Les changements politiques et économiques intervenus à la fin des années 1980 et au début des années 1990 se traduisent par le retrait de la flotte polonaise en 1988 et roumaine en 1991, puis de celle de la CEI et des Etats baltes jusqu'en 1995: le total de leurs captures ne représentait en 1994 qu'un tiers de ce qu'il était en 1989 (de 2 000 000 à 700 000 tonnes). A partir de 1995, on note le retour des flottilles russes, ukrainiennes et baltes sous la forme le plus souvent de co-entreprises, mais également l'accroissement de la puissance de pêche néerlandaise qui aurait pêché 150 000 tonnes en 1997 dans la ZEE mauritanienne (Corten, 1998), norvégienne ou islandaise, ainsi que le maintien de la flottille espagnole.

Figure 7. Captures de petits pélagiques dans l'Atlantique Centre-Est et Sud-Est par les non côtiers par espèce (1976-96)

Source: FAO/FISHSTAT-PC

2.2.2 Les pays côtiers

Une distinction doit être opérée entre deux groupes de pays: celui comprenant le Maroc, la Namibie et l'Afrique du Sud, qui ont misé sur le développement de la pêche industrielle ou semi-industrielle, celui comprenant les autres pays côtiers ouest-africains qui ont misé sur le développement de la pêche artisanale. Comme le confirme ce classement, l'augmentation des captures des pays côtiers (de 1 350 000 tonnes en 1980 à 1 882 000 tonnes en 1996) est due au développement de la pêche industrielle et semi-industrielle au Maroc, Afrique du Sud et Namibie, mais surtout à celui de la pêche artisanale dans tous les autres pays et plus particulièrement au Ghana et au Sénégal. Pour l'ensemble des pays côtiers, les captures de la pêche industrielle ou semi-industrielle qui représentaient 70% des captures totales de petits pélagiques en 1980, ne représentaient plus que 55% en 1996.

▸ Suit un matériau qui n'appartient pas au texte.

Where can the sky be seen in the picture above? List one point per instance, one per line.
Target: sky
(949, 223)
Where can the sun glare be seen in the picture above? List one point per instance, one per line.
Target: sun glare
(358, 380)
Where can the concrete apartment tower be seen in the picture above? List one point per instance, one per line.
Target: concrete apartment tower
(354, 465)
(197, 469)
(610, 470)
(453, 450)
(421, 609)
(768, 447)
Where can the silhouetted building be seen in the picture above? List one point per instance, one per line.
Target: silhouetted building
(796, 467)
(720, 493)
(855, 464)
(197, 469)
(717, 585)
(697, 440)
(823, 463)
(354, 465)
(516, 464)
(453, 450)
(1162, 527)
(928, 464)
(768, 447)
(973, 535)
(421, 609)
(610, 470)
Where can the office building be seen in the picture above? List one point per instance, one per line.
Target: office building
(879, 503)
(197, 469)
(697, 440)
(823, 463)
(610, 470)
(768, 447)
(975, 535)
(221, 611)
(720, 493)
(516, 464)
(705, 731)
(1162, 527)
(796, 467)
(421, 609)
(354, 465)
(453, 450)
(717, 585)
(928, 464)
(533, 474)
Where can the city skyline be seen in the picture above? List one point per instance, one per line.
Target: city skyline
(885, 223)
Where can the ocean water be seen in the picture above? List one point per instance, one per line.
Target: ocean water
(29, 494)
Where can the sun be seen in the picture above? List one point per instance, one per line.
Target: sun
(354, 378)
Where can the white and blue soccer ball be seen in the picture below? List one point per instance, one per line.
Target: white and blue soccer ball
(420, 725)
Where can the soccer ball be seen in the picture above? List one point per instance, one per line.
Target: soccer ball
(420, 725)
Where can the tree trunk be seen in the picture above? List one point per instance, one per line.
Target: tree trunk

Figure 8. Captures de petits pélagiques par les pays côtiers de l'Atlantique Centre-Est et Sud-Est (1980-96)

Source: FAO/FISHSTAT-PC, FAO Annuaires statistiques des pêches (Captures et quantités débarquées), Seki et Bonzon, DIPA pour les données régionales; DOPM et Oumar Sy pour le Sénégal; Direction de l'aquaculture et des pêches pour la Côte d'Ivoire; Fishing Industry Handbook pour l'Afrique du Sud et la Namibie; Office national des pêches pour le Maroc; M'Bareck Ould Soueilem, CNROP et DSPCM pour la Mauritanie; The Federal Department of Fisheries pour le Nigéria; Fisheries Department, ONUDI et Doris Yeboah pour le Ghana; Comité régional des pêches du Golfe de Guinée (COREP) pour le Cameroun, la Guinée équatoriale, le Gabon, la République du Congo et la République démocratique du Congo; Roche International et Sepia International pour la Guinée-Bissau; ORSTOM et CNSHB pour la Guinée; SIDA et SGTE-COFREPECHE pour l'Angola.

Le premier groupe a réalisé un volume de captures de petits pélagiques de 982 000 tonnes en 1996 avec au premier rang le Maroc (420 000 tonnes), la Namibie (348 000 tonnes) et l'Afrique du Sud (214 000 tonnes). Dans ces pays, les spécificités de l'accès à la ressource et un niveau de développement économique supérieur aux autres pays côtiers expliquent l'inexistence d'une flotte artisanale (piroguière) et a contrario l'existence d'une flottille semi-industrielle ciblant les petits pélagiques.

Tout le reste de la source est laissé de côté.